When caulk becomes discolored or mildewed, it's time to recaulk your bathtub. Caulk seals the bathtub to the surround, stopping water from seeping through the joint and entering the wood and wallboard behind the tub. If caulk is damaged so that it doesn’t stop water, the result will require expensive repair. Taking time to recaulk your tub every few years will save you a great deal of headache and labor.
Step 1 - Remove Old Caulk
Begin with a razor blade utility knife. Cut away existing caulk as much as you can. Start by loosening a piece of caulk, then pull. Sometimes you are able to remove a great deal of caulk in this way.
Once you have removed as much as possible, use a caulk or grout-removing tool to get most of the remaining caulk. These tools have a serrated blade at the end of a thin bar that is bent at a 45 degree angle. These tools are highly effective for reaching into the joint and removing old grout and caulk.
Step 2 - Try Caulk Remover
There are commercial caulk removal products that claim to soften caulk and ease its removal. These products may work for you, but they are not always effective. Read the label and see if the remover works on silicone caulk or only on water based caulk. Most of the caulk used in bathrooms in the past decade is silicone based, so a water-based caulk remover will do nothing to help remove it.
If you do use a caulk remover, apply it to any remaining caulk, allow the remover to sit on the caulk for two to three hours, then attempt to scrape it off.
Step 3 - Clean Surface
Before you start to recaulk, you need to have all remnants of caulk removed and have a clean surface so the new caulk will adhere to it properly. Use a razor blade knife with a sharp, new blade. Hold it at a 45 degree angle so that it does not scratch the finish on your tub. Scrape off any remnants of caulk.

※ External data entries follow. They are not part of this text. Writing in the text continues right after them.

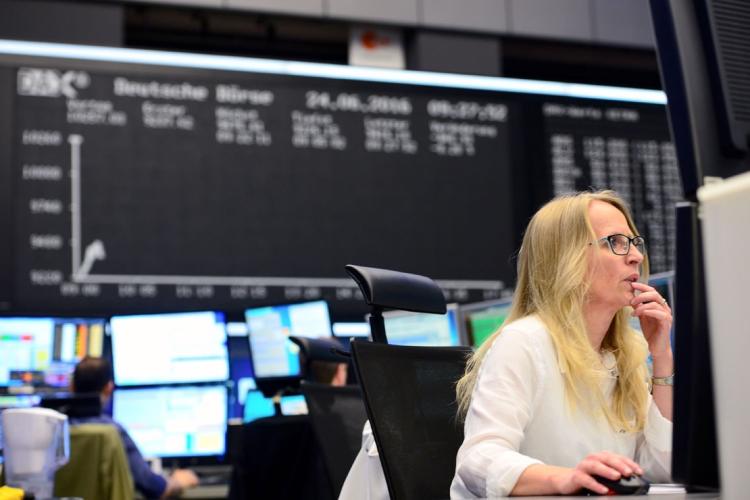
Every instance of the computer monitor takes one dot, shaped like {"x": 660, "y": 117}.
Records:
{"x": 700, "y": 45}
{"x": 42, "y": 351}
{"x": 269, "y": 329}
{"x": 174, "y": 421}
{"x": 482, "y": 319}
{"x": 19, "y": 400}
{"x": 154, "y": 349}
{"x": 256, "y": 405}
{"x": 349, "y": 329}
{"x": 423, "y": 329}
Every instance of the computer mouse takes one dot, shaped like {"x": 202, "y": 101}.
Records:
{"x": 632, "y": 485}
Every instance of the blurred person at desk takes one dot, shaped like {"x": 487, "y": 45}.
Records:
{"x": 561, "y": 393}
{"x": 94, "y": 375}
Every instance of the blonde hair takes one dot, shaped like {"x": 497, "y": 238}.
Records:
{"x": 553, "y": 285}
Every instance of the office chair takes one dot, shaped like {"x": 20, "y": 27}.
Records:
{"x": 337, "y": 415}
{"x": 279, "y": 458}
{"x": 409, "y": 392}
{"x": 74, "y": 405}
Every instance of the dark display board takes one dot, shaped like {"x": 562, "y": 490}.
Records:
{"x": 138, "y": 187}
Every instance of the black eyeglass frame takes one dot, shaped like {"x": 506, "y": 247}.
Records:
{"x": 635, "y": 240}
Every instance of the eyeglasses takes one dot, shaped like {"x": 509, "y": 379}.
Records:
{"x": 620, "y": 243}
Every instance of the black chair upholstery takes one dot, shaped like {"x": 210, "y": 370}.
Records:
{"x": 389, "y": 289}
{"x": 337, "y": 415}
{"x": 410, "y": 399}
{"x": 74, "y": 405}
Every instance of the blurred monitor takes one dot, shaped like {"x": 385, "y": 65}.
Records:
{"x": 236, "y": 329}
{"x": 169, "y": 348}
{"x": 42, "y": 351}
{"x": 482, "y": 319}
{"x": 423, "y": 329}
{"x": 257, "y": 406}
{"x": 359, "y": 329}
{"x": 19, "y": 401}
{"x": 269, "y": 329}
{"x": 175, "y": 421}
{"x": 240, "y": 372}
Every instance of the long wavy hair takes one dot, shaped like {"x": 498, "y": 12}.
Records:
{"x": 552, "y": 284}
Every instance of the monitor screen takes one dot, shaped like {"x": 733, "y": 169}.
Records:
{"x": 423, "y": 329}
{"x": 256, "y": 405}
{"x": 177, "y": 421}
{"x": 169, "y": 348}
{"x": 482, "y": 319}
{"x": 351, "y": 329}
{"x": 269, "y": 329}
{"x": 42, "y": 352}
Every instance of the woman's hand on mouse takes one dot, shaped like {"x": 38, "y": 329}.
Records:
{"x": 605, "y": 464}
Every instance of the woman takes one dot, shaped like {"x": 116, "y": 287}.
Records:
{"x": 561, "y": 392}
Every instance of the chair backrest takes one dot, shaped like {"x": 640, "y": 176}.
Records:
{"x": 410, "y": 397}
{"x": 338, "y": 415}
{"x": 98, "y": 467}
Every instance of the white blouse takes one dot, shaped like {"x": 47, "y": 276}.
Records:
{"x": 518, "y": 417}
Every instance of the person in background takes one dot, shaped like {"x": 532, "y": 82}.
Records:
{"x": 94, "y": 375}
{"x": 561, "y": 393}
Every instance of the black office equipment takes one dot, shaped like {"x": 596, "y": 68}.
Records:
{"x": 387, "y": 289}
{"x": 409, "y": 392}
{"x": 632, "y": 485}
{"x": 410, "y": 396}
{"x": 338, "y": 416}
{"x": 703, "y": 48}
{"x": 279, "y": 458}
{"x": 74, "y": 405}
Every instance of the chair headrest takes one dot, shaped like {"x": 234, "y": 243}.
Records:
{"x": 320, "y": 349}
{"x": 389, "y": 289}
{"x": 74, "y": 405}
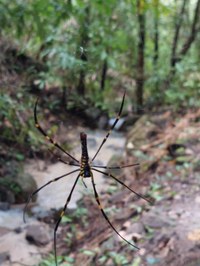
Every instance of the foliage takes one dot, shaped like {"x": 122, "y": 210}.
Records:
{"x": 52, "y": 32}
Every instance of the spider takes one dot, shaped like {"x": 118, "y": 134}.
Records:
{"x": 85, "y": 169}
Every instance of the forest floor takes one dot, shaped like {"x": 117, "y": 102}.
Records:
{"x": 167, "y": 231}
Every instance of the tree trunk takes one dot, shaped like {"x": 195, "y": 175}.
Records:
{"x": 103, "y": 75}
{"x": 177, "y": 57}
{"x": 83, "y": 43}
{"x": 173, "y": 59}
{"x": 140, "y": 59}
{"x": 156, "y": 42}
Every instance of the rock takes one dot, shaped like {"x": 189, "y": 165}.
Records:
{"x": 4, "y": 257}
{"x": 4, "y": 231}
{"x": 138, "y": 135}
{"x": 4, "y": 206}
{"x": 136, "y": 228}
{"x": 38, "y": 234}
{"x": 154, "y": 221}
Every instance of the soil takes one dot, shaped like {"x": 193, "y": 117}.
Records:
{"x": 167, "y": 231}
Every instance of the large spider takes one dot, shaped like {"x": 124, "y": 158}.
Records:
{"x": 85, "y": 168}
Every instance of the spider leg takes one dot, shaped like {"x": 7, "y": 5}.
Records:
{"x": 119, "y": 181}
{"x": 112, "y": 127}
{"x": 61, "y": 215}
{"x": 37, "y": 125}
{"x": 115, "y": 167}
{"x": 106, "y": 217}
{"x": 37, "y": 190}
{"x": 61, "y": 160}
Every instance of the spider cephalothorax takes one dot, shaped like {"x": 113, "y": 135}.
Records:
{"x": 85, "y": 169}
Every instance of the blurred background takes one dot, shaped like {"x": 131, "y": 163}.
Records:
{"x": 78, "y": 57}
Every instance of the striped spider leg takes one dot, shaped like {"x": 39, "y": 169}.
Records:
{"x": 85, "y": 170}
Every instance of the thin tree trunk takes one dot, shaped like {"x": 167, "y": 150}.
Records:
{"x": 140, "y": 59}
{"x": 177, "y": 57}
{"x": 194, "y": 31}
{"x": 156, "y": 42}
{"x": 103, "y": 75}
{"x": 176, "y": 36}
{"x": 83, "y": 43}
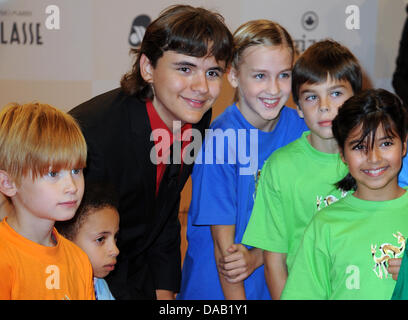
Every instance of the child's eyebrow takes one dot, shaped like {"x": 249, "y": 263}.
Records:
{"x": 337, "y": 86}
{"x": 190, "y": 64}
{"x": 184, "y": 63}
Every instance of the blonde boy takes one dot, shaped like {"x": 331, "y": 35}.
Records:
{"x": 42, "y": 154}
{"x": 298, "y": 179}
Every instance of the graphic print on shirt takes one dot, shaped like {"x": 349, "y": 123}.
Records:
{"x": 387, "y": 251}
{"x": 327, "y": 200}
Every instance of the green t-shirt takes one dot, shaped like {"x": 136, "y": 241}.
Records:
{"x": 345, "y": 249}
{"x": 296, "y": 181}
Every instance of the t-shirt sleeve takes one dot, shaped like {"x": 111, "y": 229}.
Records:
{"x": 309, "y": 278}
{"x": 6, "y": 279}
{"x": 267, "y": 226}
{"x": 214, "y": 193}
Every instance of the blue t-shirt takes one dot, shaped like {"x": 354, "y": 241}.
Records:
{"x": 224, "y": 183}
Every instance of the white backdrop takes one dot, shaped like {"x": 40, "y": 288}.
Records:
{"x": 89, "y": 51}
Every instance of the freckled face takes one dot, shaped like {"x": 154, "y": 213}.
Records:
{"x": 263, "y": 80}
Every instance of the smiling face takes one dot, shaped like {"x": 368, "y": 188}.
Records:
{"x": 375, "y": 168}
{"x": 97, "y": 237}
{"x": 263, "y": 80}
{"x": 185, "y": 87}
{"x": 318, "y": 105}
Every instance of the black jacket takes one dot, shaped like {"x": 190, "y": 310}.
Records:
{"x": 117, "y": 131}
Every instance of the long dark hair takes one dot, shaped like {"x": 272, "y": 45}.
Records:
{"x": 369, "y": 109}
{"x": 326, "y": 58}
{"x": 184, "y": 29}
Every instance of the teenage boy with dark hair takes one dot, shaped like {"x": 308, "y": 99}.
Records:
{"x": 298, "y": 179}
{"x": 174, "y": 82}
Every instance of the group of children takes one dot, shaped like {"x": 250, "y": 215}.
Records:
{"x": 319, "y": 216}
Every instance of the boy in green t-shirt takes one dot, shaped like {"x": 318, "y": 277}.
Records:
{"x": 298, "y": 179}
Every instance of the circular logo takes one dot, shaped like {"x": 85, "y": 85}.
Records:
{"x": 138, "y": 30}
{"x": 310, "y": 20}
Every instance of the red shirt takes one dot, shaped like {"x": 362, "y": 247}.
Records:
{"x": 162, "y": 148}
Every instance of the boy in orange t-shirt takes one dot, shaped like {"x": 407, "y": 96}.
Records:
{"x": 42, "y": 154}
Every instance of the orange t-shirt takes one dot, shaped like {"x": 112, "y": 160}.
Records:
{"x": 30, "y": 271}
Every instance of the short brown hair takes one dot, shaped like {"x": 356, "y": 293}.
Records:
{"x": 35, "y": 136}
{"x": 183, "y": 29}
{"x": 323, "y": 59}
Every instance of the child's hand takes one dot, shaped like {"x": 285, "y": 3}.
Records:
{"x": 394, "y": 266}
{"x": 238, "y": 265}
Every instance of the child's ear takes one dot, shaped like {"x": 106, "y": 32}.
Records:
{"x": 232, "y": 75}
{"x": 404, "y": 148}
{"x": 7, "y": 185}
{"x": 341, "y": 152}
{"x": 146, "y": 68}
{"x": 300, "y": 112}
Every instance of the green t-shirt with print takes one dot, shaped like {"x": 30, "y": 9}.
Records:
{"x": 345, "y": 249}
{"x": 296, "y": 182}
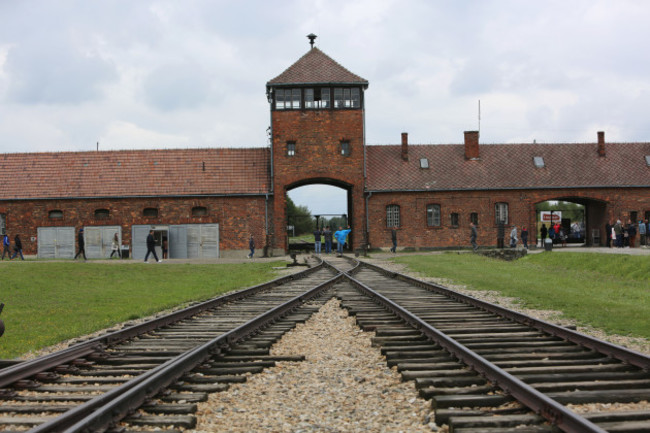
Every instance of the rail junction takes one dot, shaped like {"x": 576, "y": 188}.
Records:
{"x": 484, "y": 368}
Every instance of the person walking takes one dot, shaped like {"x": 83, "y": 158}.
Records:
{"x": 327, "y": 235}
{"x": 513, "y": 237}
{"x": 618, "y": 233}
{"x": 6, "y": 243}
{"x": 317, "y": 240}
{"x": 18, "y": 248}
{"x": 524, "y": 236}
{"x": 5, "y": 247}
{"x": 608, "y": 233}
{"x": 341, "y": 235}
{"x": 115, "y": 247}
{"x": 151, "y": 247}
{"x": 251, "y": 246}
{"x": 82, "y": 245}
{"x": 472, "y": 236}
{"x": 631, "y": 233}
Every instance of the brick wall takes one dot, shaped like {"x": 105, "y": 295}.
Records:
{"x": 237, "y": 217}
{"x": 317, "y": 135}
{"x": 601, "y": 205}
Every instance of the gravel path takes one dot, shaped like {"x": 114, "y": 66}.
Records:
{"x": 343, "y": 385}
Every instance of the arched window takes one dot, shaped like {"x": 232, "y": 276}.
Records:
{"x": 433, "y": 215}
{"x": 392, "y": 215}
{"x": 150, "y": 212}
{"x": 102, "y": 214}
{"x": 199, "y": 211}
{"x": 501, "y": 213}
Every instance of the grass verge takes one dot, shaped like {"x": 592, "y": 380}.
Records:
{"x": 606, "y": 291}
{"x": 46, "y": 303}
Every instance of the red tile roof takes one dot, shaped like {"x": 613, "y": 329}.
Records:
{"x": 507, "y": 166}
{"x": 316, "y": 67}
{"x": 134, "y": 173}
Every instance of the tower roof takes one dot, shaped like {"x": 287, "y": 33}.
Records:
{"x": 316, "y": 67}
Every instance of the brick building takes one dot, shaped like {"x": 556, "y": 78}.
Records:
{"x": 207, "y": 202}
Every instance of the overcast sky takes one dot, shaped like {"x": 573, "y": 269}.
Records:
{"x": 164, "y": 74}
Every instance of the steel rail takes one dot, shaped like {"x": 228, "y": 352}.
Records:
{"x": 103, "y": 411}
{"x": 549, "y": 409}
{"x": 623, "y": 354}
{"x": 29, "y": 368}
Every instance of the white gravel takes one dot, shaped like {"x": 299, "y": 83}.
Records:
{"x": 343, "y": 385}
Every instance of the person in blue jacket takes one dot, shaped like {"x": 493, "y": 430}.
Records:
{"x": 341, "y": 235}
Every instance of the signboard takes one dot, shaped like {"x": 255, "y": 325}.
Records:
{"x": 545, "y": 216}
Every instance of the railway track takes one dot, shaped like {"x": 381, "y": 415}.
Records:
{"x": 489, "y": 369}
{"x": 484, "y": 368}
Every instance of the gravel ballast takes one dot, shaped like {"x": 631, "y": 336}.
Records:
{"x": 343, "y": 385}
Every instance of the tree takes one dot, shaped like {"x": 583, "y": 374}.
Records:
{"x": 299, "y": 217}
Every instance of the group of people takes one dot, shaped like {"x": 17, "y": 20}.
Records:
{"x": 555, "y": 233}
{"x": 624, "y": 235}
{"x": 6, "y": 247}
{"x": 340, "y": 235}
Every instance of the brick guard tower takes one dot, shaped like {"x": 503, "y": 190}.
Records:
{"x": 317, "y": 136}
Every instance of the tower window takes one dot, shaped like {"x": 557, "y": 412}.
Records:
{"x": 291, "y": 148}
{"x": 345, "y": 97}
{"x": 317, "y": 98}
{"x": 287, "y": 99}
{"x": 433, "y": 215}
{"x": 392, "y": 215}
{"x": 199, "y": 211}
{"x": 345, "y": 148}
{"x": 501, "y": 213}
{"x": 150, "y": 212}
{"x": 101, "y": 214}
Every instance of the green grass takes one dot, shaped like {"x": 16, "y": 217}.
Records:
{"x": 49, "y": 302}
{"x": 607, "y": 291}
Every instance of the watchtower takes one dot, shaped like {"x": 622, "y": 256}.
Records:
{"x": 317, "y": 136}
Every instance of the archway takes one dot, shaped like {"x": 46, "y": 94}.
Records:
{"x": 316, "y": 204}
{"x": 582, "y": 220}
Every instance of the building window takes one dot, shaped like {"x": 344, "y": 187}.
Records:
{"x": 199, "y": 211}
{"x": 345, "y": 148}
{"x": 345, "y": 97}
{"x": 287, "y": 99}
{"x": 150, "y": 212}
{"x": 317, "y": 98}
{"x": 101, "y": 214}
{"x": 392, "y": 215}
{"x": 433, "y": 215}
{"x": 291, "y": 148}
{"x": 501, "y": 213}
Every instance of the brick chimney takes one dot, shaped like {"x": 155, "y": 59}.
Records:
{"x": 405, "y": 146}
{"x": 601, "y": 143}
{"x": 471, "y": 145}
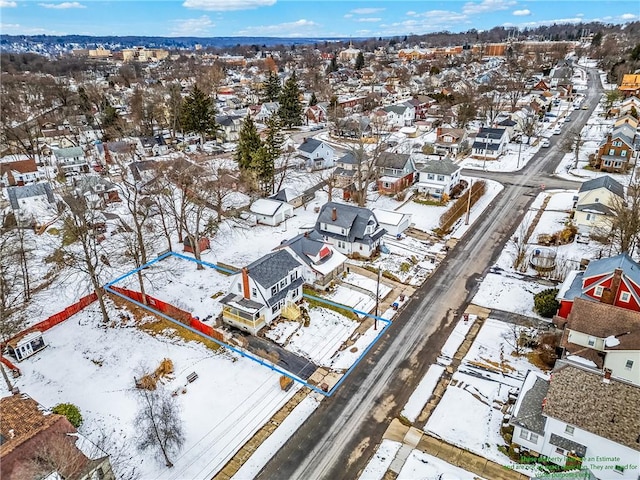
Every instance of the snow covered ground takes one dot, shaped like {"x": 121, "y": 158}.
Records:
{"x": 93, "y": 366}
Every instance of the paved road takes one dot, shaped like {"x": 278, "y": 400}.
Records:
{"x": 341, "y": 435}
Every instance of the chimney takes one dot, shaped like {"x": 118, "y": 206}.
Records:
{"x": 245, "y": 283}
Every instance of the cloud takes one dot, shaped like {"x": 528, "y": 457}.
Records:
{"x": 227, "y": 5}
{"x": 366, "y": 11}
{"x": 191, "y": 26}
{"x": 63, "y": 5}
{"x": 471, "y": 8}
{"x": 299, "y": 28}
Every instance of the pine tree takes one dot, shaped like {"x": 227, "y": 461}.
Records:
{"x": 248, "y": 143}
{"x": 272, "y": 88}
{"x": 199, "y": 113}
{"x": 290, "y": 107}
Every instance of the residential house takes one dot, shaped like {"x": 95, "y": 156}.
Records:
{"x": 35, "y": 443}
{"x": 19, "y": 172}
{"x": 70, "y": 160}
{"x": 33, "y": 205}
{"x": 271, "y": 212}
{"x": 450, "y": 141}
{"x": 393, "y": 222}
{"x": 398, "y": 116}
{"x": 616, "y": 152}
{"x": 605, "y": 336}
{"x": 263, "y": 291}
{"x": 396, "y": 172}
{"x": 594, "y": 201}
{"x": 612, "y": 280}
{"x": 490, "y": 143}
{"x": 315, "y": 154}
{"x": 350, "y": 229}
{"x": 152, "y": 146}
{"x": 230, "y": 126}
{"x": 579, "y": 418}
{"x": 322, "y": 263}
{"x": 630, "y": 85}
{"x": 438, "y": 177}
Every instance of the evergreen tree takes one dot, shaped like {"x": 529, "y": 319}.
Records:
{"x": 199, "y": 113}
{"x": 290, "y": 107}
{"x": 248, "y": 143}
{"x": 271, "y": 89}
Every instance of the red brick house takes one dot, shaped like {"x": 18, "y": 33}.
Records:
{"x": 613, "y": 280}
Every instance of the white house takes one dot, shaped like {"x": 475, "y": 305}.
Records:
{"x": 580, "y": 417}
{"x": 322, "y": 263}
{"x": 351, "y": 230}
{"x": 393, "y": 222}
{"x": 316, "y": 155}
{"x": 271, "y": 212}
{"x": 263, "y": 291}
{"x": 490, "y": 143}
{"x": 438, "y": 177}
{"x": 594, "y": 201}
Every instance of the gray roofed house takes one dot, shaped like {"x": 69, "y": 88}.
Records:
{"x": 350, "y": 229}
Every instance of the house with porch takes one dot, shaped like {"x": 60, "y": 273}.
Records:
{"x": 396, "y": 172}
{"x": 350, "y": 229}
{"x": 70, "y": 160}
{"x": 263, "y": 291}
{"x": 593, "y": 204}
{"x": 450, "y": 141}
{"x": 438, "y": 177}
{"x": 490, "y": 143}
{"x": 19, "y": 172}
{"x": 579, "y": 418}
{"x": 315, "y": 154}
{"x": 322, "y": 263}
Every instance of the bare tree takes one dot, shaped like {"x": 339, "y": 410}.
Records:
{"x": 159, "y": 423}
{"x": 80, "y": 225}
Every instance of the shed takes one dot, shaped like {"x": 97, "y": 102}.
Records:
{"x": 24, "y": 346}
{"x": 394, "y": 222}
{"x": 271, "y": 212}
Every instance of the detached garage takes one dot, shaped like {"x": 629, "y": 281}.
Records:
{"x": 271, "y": 212}
{"x": 394, "y": 222}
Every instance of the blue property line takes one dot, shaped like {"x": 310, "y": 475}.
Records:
{"x": 259, "y": 360}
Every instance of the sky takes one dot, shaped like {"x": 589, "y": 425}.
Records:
{"x": 297, "y": 18}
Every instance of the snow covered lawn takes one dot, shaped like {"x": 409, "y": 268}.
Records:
{"x": 93, "y": 367}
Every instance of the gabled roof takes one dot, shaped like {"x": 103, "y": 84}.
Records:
{"x": 28, "y": 191}
{"x": 440, "y": 167}
{"x": 272, "y": 268}
{"x": 603, "y": 182}
{"x": 579, "y": 397}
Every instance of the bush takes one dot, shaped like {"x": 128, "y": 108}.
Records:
{"x": 70, "y": 411}
{"x": 545, "y": 302}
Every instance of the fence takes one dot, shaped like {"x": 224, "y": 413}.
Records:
{"x": 172, "y": 311}
{"x": 59, "y": 317}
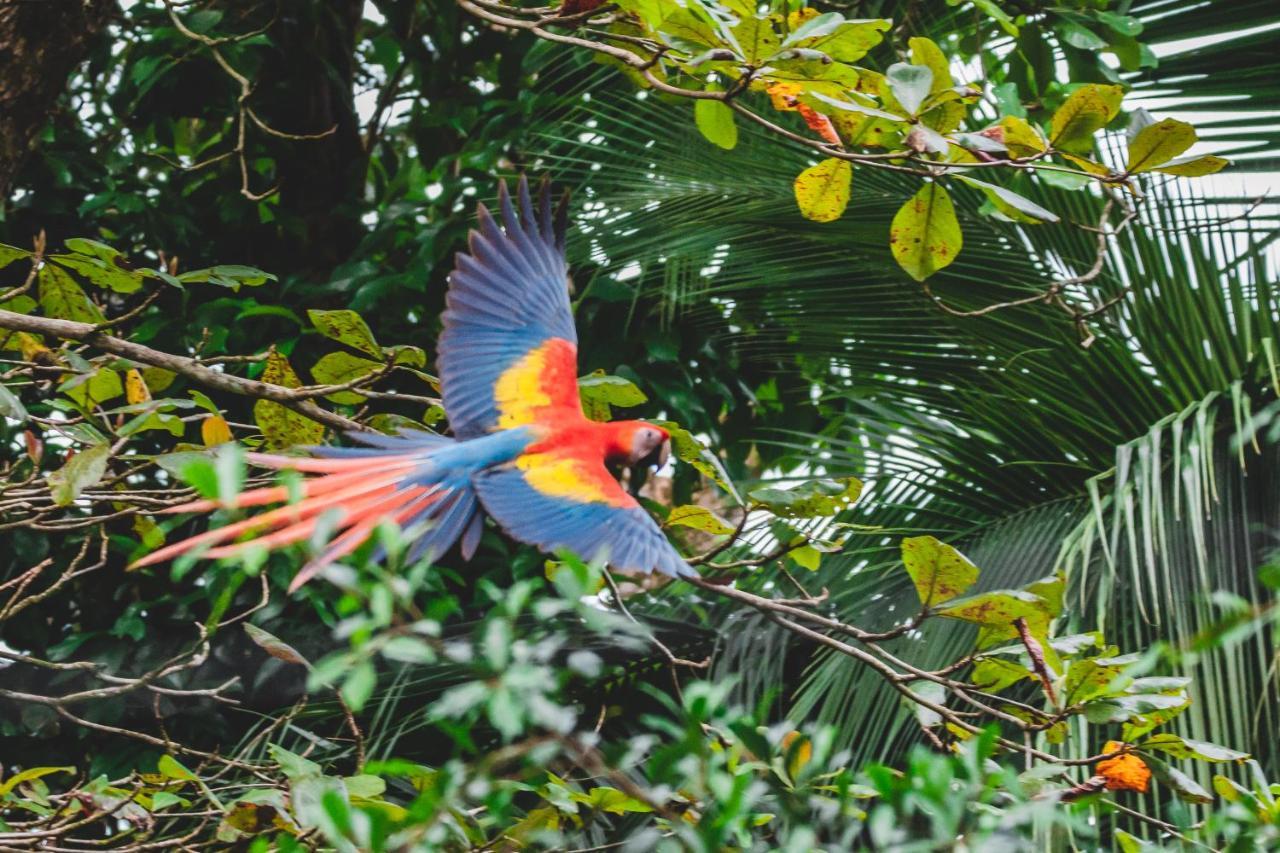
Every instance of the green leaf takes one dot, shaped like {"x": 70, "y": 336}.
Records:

Once all the caulk is removed, clean the surface thoroughly. Use rubbing alcohol to remove any oil and dirt from the surface. If you have mildew or mold, wear rubber gloves and use a mild bleach solution (¼ cup bleach to a gallon of water) or a bathroom cleaner with bleach to clean off the mildew. Avoid powdered cleansers that require you to use water, since you don’t want any water seeping behind the bathtub.
Step 4 - Mark with Painter’s Tape
Use painter’s tape to keep your caulk even and smooth. Install the painter’s tape ¼-inch above the seam and just below the seam on the bathtub. This will allow you to apply the caulk without stopping frequently to wipe off excess and reapply.
Step 5 - Fill Tub
Filling the tub with water puts all the weight on the seam that you will ever have, allowing you to fill the entire seam with caulk. This also helps prevent splitting and gapping in the caulk later.
Step 6 - Apply the Caulk
Put a caulk tube into a caulk gun. Cut the stem at a 45 degree angle to give approximately a ¼-inch bead of caulk.
Beginning in a corner, run a thin bead of caulk so that it completely fills the seam, then has a small excess on the outside of the seam. Run the caulk gun over the caulk to smooth and finish the seam. Put the 45 degree angle against the seam and pull the caulk gun away from the point.
Keep a steady pressure on the trigger of the caulking gun until you reach the next corner. Smooth the caulk and begin on the next seam.
Step 7 - Clean the Gun
At each corner, stop to clean the tip of the caulk gun. Wipe with a lint-free cloth so that you begin each line of caulk with a clean bead. Repeat steps 6 and 7 with each seam.
Step 8 - Smooth the Caulk
Either use a dampened caulk finishing tool to smooth the caulk, or you can use a damp finger to accomplish the same task. Create a smooth surface around the tub, using care not to gouge into the caulk and leave a hole.
Step 9 - Remove the Tape
Allow the caulk to set for 20 to 25 minutes, then carefully pull the painter’s tape off of the wall and the tub. Pull up on the tape at a 45 degree angle. Bunch the tape up in your hand as you pull, so that there is only a few inches being pulled up at a time. Use care so that you do not damage your new caulk.
Step 10 - Allow the Caulk to Cure
Don't use the tub for at least 24 hours so the caulk can set completely. It shouldn't contact water during this time.
Reapplying caulk is an easy process. Inspect all of your bathroom caulk on a regular basis, and recaulk as necessary to prevent water damage and expensive repairs.